Sign of Iron
Martian Territorial Log: 14 Tujan, 0011 MD
The sun was still an hour beneath the horizon, but the dust in Mars’ atmosphere rose many kilometers high, so there was already a hazy light flooding the broad plain. Despite the high dust, visibility would have still been good, but the morning fog had spilled over the nearby rim of the Hellas Impact Basin. So when Roids Cavanaugh opened his pale blue eyes, he saw nothing but the bloody pink he’d seen every morning for the past three weeks.

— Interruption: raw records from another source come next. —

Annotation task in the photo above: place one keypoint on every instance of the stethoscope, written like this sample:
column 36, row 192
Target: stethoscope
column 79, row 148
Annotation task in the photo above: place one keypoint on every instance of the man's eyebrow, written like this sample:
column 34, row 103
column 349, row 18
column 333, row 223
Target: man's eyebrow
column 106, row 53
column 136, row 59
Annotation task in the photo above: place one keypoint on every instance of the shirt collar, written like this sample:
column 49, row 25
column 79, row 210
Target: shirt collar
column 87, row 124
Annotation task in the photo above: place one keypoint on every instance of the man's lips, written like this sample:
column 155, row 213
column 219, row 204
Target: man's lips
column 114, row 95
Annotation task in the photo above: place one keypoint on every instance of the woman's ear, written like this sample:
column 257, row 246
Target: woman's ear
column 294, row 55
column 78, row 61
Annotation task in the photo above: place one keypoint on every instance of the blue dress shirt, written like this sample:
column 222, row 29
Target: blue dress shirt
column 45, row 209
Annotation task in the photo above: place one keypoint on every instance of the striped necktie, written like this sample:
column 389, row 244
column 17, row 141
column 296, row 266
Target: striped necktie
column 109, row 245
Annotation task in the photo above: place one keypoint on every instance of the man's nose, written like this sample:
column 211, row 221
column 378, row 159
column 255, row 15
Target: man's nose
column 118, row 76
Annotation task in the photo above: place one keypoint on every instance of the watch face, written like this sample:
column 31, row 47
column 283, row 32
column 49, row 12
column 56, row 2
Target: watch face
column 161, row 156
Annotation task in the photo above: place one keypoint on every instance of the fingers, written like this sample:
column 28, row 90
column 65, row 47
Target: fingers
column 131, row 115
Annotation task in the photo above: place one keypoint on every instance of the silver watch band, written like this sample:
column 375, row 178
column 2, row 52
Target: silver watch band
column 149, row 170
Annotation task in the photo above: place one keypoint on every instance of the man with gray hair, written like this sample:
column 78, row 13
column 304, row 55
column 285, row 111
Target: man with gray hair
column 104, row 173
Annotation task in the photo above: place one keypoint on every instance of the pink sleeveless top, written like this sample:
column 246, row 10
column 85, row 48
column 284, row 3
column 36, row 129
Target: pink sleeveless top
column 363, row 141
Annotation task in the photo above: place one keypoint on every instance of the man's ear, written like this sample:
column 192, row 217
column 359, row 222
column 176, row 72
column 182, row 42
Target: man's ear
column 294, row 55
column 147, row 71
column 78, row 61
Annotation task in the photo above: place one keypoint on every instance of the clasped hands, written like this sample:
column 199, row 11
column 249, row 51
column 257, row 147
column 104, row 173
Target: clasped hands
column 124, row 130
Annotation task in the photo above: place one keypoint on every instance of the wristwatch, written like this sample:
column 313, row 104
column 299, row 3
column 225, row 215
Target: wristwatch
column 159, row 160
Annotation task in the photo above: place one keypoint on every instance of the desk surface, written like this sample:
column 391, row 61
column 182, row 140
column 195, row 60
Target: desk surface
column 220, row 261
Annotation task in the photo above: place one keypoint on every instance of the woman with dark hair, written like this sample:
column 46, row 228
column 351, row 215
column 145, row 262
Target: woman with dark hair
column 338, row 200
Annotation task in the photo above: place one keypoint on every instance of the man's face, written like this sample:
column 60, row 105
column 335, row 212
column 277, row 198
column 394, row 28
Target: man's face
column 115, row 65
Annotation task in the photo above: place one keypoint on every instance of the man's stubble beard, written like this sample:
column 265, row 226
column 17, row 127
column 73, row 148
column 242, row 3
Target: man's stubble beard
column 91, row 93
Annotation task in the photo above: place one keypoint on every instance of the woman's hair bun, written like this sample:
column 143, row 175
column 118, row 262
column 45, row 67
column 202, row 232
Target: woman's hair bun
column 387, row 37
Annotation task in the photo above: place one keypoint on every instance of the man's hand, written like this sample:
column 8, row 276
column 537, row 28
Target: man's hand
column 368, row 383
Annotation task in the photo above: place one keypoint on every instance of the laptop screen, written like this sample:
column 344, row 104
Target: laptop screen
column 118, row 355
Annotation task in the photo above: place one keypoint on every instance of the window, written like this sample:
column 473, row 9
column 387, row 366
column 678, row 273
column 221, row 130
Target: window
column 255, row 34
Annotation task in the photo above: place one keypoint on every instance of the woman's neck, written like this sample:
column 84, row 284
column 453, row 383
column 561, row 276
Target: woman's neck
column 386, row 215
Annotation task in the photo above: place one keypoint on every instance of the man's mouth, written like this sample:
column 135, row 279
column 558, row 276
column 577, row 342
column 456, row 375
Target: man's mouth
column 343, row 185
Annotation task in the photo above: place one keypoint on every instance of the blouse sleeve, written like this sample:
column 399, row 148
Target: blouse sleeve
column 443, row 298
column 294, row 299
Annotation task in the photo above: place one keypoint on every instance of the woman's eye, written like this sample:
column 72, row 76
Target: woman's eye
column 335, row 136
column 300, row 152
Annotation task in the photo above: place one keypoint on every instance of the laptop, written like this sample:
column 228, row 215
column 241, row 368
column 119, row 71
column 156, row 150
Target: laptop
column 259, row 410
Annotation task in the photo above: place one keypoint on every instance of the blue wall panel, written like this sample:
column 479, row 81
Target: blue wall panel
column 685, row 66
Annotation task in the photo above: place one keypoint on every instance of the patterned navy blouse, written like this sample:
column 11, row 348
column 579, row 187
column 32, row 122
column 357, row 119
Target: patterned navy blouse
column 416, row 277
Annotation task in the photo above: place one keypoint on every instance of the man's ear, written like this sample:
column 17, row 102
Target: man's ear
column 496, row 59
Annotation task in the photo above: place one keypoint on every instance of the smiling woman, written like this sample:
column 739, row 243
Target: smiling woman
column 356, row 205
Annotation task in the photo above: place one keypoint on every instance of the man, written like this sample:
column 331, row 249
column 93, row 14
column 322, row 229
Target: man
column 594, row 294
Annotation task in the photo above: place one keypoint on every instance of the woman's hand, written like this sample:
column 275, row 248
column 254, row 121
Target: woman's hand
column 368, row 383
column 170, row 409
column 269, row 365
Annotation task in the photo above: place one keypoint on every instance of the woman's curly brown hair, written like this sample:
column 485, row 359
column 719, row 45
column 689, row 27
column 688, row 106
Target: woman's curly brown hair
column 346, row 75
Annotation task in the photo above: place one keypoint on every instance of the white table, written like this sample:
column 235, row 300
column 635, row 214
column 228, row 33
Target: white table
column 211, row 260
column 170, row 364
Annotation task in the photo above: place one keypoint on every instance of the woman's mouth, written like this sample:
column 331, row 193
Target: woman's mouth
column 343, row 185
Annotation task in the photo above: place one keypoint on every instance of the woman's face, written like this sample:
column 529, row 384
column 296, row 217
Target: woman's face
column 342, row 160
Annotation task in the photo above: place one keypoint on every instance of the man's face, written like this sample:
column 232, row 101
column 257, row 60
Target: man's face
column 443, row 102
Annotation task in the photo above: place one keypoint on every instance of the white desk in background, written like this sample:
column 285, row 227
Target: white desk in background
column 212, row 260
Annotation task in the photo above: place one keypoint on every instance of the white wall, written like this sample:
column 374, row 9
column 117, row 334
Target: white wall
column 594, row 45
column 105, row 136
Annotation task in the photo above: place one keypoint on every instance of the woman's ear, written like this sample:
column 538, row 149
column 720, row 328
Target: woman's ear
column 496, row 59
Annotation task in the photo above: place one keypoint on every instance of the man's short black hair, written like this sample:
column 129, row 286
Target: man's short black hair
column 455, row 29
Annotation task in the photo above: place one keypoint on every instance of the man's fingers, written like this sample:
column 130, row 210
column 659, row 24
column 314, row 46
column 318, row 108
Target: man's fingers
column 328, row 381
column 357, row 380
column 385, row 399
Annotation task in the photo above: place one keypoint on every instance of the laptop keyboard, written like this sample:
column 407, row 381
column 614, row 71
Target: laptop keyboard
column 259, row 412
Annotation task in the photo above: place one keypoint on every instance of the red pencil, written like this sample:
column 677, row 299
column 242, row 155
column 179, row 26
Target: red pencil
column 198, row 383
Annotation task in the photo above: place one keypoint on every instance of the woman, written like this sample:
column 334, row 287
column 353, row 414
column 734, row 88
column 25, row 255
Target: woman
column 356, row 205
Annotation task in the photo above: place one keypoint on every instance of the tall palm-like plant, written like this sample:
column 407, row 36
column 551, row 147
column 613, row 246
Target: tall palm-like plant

Stretching the kinks from his lean muscles, Roids took in a long yawn then let it out, momentarily steaming his face plate. He squirmed easily out of his thermal pocket and began packing it away. Having rolled it up, he slung it on the back of his hov bike and checked on his prisoner.
“How’s it going for you, Slanty?” He asked cheerfully. Slanty had picked his name up five years earlier, during the Justin Kickback skirmish, when he’d lost pressure in his suit’s right leg and couldn’t seal it in time. The harsh cold of the Martian night had frozen his right foot solid, and the prosthetic he’d replaced it with had never matched completely. A downside to a life of crime was substandard access to medical treatment, though it did have the bonus of colorful nicknames.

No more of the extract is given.